Asked by Mag, Leavenworth, Kansas
I've been on different depression meds. They make me feel loopy. I have disscussed it with my doctor. He says that it's something that I must live with. Now I'm off all meds and feel great but I can feel the symptoms coming back. What could I do without having to go back on the meds? I just don't like the loopiness.
Mental Health Expert
Dr. Charles Raison
Psychiatrist,
Emory University Medical School
Dear Mag,
Different psychiatric medications can make people feel "loopy" in different ways, and as in your case, the loopiness can be a real problem sometimes. On the other hand, as the years pass I become more and more struck by how devastating psychiatric symptoms are -- not just huge symptoms like psychosis, but even depression and anxiety. And research increasingly shows that all psychiatric symptoms are bad for the brain. Said another way, psychiatric symptoms are nature's way of telling a person that something has gone wrong in the brain and body in ways that over time are going to lead to real problems if not resolved.
I cannot tell from your question what type of medication is making you loopy or what symptoms you feel are returning. It turns out that these issues are very important. In general, psychiatric medicines treat three types of conditions: psychosis, mood disorders and anxiety. Although some agents are able to treat all three, generally we think of antipsychotics for psychosis, antidepressants and mood stabilizers like lithium for mood disorders and benzodiazepines or antidepressants for anxiety.
Antipsychotics are the psychiatric medicines most likely to make someone feel "loopy," slowed down or drugged. But antidepressants and mood stabilizers can also make people feel strange -- especially when they first start -- but sometimes chronically, as seems to be your case. Even if I knew what you personally meant by loopy or what symptoms are returning, I would still tell you that I cannot make specific recommendations for what to do. But I do want to strongly encourage you to talk to your health care provider about your problem. I say this because there are often things you can do to reduce the "loopy" feeling.
Let's say, for the sake of argument that you struggle with depression and antidepressants are the drugs making you feel loopy. Unless you've tried every single type of antidepressant, you don't know that there isn't one that you might tolerate well. Many times I've found that patients who can't tolerate newer antidepressants, which generally have fewer side effects, do just fine with one or another of the older antidepressants that we don't use much anymore. Moreover, recent studies suggest that agents such as quetiapine -- which we don't typically think of as an antidepressant -- help with depression -- so you might be helped by very different types of medications from the ones you've tried thus far. If either depression or anxiety is what you struggle with, you might consider psychotherapy, which is just as effective as medications.

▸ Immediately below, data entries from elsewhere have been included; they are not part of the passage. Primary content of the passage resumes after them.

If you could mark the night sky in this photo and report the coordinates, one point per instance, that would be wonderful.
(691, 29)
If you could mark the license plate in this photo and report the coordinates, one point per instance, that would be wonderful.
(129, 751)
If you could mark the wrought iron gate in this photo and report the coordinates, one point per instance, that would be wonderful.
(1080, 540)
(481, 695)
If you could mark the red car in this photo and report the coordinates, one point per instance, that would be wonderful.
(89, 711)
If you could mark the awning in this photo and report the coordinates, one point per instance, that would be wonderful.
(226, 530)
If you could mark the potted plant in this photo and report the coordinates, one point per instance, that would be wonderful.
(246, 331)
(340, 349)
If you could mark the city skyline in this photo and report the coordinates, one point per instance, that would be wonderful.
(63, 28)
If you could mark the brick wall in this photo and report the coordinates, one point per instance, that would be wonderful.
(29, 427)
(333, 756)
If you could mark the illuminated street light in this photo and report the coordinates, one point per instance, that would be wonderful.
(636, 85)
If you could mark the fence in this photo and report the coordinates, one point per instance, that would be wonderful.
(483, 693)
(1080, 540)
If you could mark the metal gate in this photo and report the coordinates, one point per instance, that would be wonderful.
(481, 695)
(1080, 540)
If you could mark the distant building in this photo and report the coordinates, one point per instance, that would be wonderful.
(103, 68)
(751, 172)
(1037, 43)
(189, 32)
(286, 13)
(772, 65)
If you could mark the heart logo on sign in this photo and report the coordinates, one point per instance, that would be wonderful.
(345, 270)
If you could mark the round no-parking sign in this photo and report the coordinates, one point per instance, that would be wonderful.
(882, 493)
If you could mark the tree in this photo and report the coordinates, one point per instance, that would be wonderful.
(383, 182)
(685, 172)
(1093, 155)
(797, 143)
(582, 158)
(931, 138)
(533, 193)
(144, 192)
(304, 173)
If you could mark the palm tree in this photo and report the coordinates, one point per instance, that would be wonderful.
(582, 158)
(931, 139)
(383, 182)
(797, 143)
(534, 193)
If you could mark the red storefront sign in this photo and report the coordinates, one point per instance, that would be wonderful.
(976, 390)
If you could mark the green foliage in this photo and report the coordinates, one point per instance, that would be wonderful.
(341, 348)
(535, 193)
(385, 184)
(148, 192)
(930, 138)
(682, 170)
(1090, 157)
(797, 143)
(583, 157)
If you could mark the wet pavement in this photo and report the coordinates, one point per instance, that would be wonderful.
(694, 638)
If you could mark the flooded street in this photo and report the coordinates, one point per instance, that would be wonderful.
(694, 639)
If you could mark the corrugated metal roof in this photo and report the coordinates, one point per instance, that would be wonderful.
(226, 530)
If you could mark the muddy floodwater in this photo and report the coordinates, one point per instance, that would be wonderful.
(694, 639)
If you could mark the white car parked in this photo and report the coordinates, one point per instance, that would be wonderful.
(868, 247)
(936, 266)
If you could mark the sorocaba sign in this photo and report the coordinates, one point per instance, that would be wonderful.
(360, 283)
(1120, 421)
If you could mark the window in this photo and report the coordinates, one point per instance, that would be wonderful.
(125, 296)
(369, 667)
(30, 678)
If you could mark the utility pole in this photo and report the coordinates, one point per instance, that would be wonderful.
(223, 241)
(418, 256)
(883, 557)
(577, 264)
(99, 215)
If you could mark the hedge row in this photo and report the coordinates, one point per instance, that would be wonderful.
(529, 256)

So, what's the bottom line? I really want to encourage you to be proactive in your mental health care. Many years' experience has taught me that people who hang in there and really explore all options to treat their symptoms can do very well. I've seen lots of people be intolerant of five medications only to do swimmingly well on the sixth (or seventh or eighth....). You don't want to let your symptoms come back. As readers will hear me say many times, it is overwhelmingly clear that the more often one suffers symptoms the more likely he or she is to become chronic and the harder to treat.